15th Speaker of the House of Representatives of Nigeria
- Incumbent
- Assumed office 13 June 2023
- Deputy: Benjamin Kalu
- Preceded by: Femi Gbajabiamila

Member of the House of Representatives of Nigeria from Kaduna
- Incumbent
- Assumed office 6 June 2011
- Constituency: Zaria

Personal details
- Born: 1 October 1965 (age 60) Kaduna State, Nigeria
- Party: All Progressives Congress
- Spouse(s): Hajiya Fatima Tajuddeen Abbas Hajiya Hussaina Tajuddeen Abbas
- Education: Ahmadu Bello University Usman Danfodio University

= Tajudeen Abbas =

Nigerian politician (born 1965)

Tajudeen Abbas (born 1 October 1965) is a Nigerian academic and politician who has been the Speaker of the House of Representatives of Nigeria since 2023, and a member of the house since 2011.

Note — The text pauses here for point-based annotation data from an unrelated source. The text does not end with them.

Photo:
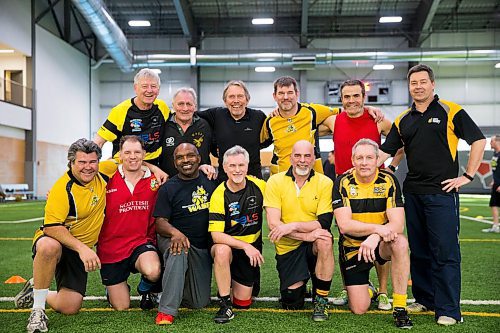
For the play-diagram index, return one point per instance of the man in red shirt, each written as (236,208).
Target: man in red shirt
(348,128)
(127,241)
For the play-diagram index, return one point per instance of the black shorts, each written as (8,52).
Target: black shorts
(296,265)
(495,196)
(70,270)
(119,272)
(356,272)
(241,270)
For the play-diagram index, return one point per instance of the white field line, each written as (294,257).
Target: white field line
(276,299)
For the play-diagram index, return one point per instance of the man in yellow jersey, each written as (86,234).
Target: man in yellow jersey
(369,211)
(299,213)
(74,214)
(143,115)
(235,222)
(296,121)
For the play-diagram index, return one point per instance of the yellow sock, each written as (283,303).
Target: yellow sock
(399,300)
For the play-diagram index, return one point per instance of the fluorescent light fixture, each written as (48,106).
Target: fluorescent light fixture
(382,67)
(390,19)
(265,69)
(139,23)
(260,21)
(192,55)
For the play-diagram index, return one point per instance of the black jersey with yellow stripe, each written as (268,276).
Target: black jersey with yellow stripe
(238,214)
(127,119)
(368,202)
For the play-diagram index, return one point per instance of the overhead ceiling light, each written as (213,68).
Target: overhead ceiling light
(390,19)
(139,23)
(192,55)
(258,21)
(265,69)
(382,67)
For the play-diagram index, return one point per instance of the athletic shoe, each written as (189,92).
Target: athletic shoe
(164,319)
(383,302)
(225,313)
(446,321)
(494,228)
(401,319)
(147,302)
(416,307)
(320,312)
(341,298)
(37,322)
(24,299)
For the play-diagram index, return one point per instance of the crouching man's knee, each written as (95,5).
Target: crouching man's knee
(293,299)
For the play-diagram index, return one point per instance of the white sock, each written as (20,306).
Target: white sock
(39,298)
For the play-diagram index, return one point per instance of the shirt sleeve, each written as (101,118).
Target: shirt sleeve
(216,214)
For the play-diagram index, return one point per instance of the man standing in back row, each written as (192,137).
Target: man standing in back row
(429,132)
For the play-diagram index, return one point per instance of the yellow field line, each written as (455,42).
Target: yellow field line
(269,310)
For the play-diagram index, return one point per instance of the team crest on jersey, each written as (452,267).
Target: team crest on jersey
(434,121)
(353,191)
(197,139)
(136,125)
(154,185)
(379,190)
(170,141)
(199,199)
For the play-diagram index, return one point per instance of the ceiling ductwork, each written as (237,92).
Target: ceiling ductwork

==Early life and education==
Tajudeen Abbas was born in Kaduna State, Nigeria, on 1 October 1965. He is from Zazzau and holds the princely title of Iyan Zazzau. He graduated from Ahmadu Bello University with a bachelor's degree in 1988, and a master's degree in 1993, and from Usmanu Danfodiyo University with a doctorate in business management in 2010.

==Career==
From 1993 to 2001, Abbas was a lecturer at Kaduna State University. He was a marketing manager for the Nigerian Tobacco Distribution Company from 2001 to 2005.

In the 2011 election Abbas won a seat in the House of Representatives from the Zaria Federal Constituency. He is the only person to have been reelected from that constituency. During his tenure in the house he was a member of the Commerce, Finance, Defence, Public Procurement, and National Planning and Economic Development committees. He was chair of the Land Transport committee.

On 13 June 2023, Abbas defeated Ahmed Idris Wase and Aminu Sani Jaji to succeed Femi Gbajabiamila as Speaker; 353 out of 359 representatives voted in favour of him.

==Political positions==
Abbas supports a dedicated ECOWAS standby force meant to deter coups. He supports the creation of a National Institute for Film and Media Technology. He supported the creation of an independent body to oversee the funding of political parties. In 2025, he sponsored legislation with Daniel Asama Ago to implement compulsory voting with a fine of ₦100,000 or six months in prison, but later withdrew the legislation.